Европеец поборол искушение вышвырнуть последнего друга за борт и, притворившись, будто не расслышал, переключил внимание на могучие стены каньона, грозно вздымающиеся в трех километрах к югу. Гордые красные скалы, испещренные темными бороздами, возносились к небесам крутыми уступами. Неужели все это великолепие обречено сгинуть навеки? Мангровые деревья, растущие на болотистых землях нижней дельты, дикие виноградники на самых неприступных вершинах и даже хрупкое голубое небо с растрепанными перистыми облаками… Манмут попытался представить, как эта мирная картина исчезает в огромной квантовой вспышке. Нет, что-то здесь не так.

– Подумай, старина. Может, это все же не бомба?

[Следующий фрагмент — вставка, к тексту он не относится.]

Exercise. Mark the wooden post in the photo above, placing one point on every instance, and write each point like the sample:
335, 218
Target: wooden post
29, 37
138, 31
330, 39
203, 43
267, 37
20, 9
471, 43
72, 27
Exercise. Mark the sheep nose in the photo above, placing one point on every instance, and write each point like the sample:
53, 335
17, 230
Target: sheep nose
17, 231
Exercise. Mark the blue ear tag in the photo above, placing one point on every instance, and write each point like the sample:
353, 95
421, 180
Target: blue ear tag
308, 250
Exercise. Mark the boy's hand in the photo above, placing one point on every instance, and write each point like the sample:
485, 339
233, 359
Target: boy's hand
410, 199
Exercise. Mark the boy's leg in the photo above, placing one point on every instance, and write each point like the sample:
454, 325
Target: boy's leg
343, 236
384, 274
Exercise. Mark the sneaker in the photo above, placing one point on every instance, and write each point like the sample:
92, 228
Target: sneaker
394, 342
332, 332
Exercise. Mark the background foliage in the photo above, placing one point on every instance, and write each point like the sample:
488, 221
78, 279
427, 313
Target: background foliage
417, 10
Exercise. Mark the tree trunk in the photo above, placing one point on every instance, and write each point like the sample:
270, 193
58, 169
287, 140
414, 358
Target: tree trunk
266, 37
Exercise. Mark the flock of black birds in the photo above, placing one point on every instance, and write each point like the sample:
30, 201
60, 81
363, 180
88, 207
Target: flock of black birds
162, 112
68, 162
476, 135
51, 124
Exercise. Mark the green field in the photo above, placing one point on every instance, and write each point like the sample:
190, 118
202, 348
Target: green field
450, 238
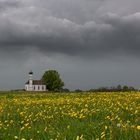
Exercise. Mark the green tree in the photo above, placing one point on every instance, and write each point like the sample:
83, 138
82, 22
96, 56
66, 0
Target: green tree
52, 80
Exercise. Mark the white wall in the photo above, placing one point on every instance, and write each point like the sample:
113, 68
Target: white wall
36, 88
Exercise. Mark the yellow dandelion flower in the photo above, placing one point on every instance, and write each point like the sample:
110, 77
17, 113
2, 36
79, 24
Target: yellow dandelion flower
23, 139
16, 137
138, 127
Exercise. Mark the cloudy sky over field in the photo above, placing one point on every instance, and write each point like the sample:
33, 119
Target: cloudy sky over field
91, 43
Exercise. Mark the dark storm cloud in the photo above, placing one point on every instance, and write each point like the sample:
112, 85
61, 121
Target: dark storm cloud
50, 31
113, 34
4, 4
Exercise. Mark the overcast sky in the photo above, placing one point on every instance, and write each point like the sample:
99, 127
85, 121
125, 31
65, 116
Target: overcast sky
92, 43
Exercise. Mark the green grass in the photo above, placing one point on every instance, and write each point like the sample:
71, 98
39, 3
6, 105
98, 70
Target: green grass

– Прямо с разбегу другую версию и не сочинишь, – посетовал иониец. – В моем воображении вообще не укладывается такой размах, тут же сумасшедшие силы запрятаны. Технологии – запредельные. Я бы посоветовал обращаться с окаянной штуковиной поласковей, да раз она пережила нападение тех, в колеснице, плюс вторжение в атмосферу, погубившее твою подлодку, значит, не такая уж и неженка. Дай-ка ей лучше доброго пинка, и поговорим о следующем предмете. Что там у нас на очереди?

На очереди была вещь солиднее размерами, зато более доступная для понимания.

– Похоже на лучевой коммуникатор, – произнес европеец. – Сейчас он компактно сложен, хотя нетрудно догадаться, что при активации развернется высокий треножник, широкая тарелка направится в космос и пошлет мощный луч… неведомо чего.

– С какой стати Коросу тащить с собой коммуникатор? – усомнился Орфу. – Комсаты до сих пор носятся по орбите, да и сам корабль отлично справлялся с любыми пересылками. Даже твоя собственная лодка – и то имела связь с системой Юпитера.

– А вдруг адресат вовсе не там? – предположил Манмут.

– А где же?

– Без понятия.

– Кстати, как наш ганимедянин собирался закодировать сообщение? – осведомился краб.

Зрячий моравек удалил нанокарбоновое покрытие и аккуратно исследовал тонкий механизм.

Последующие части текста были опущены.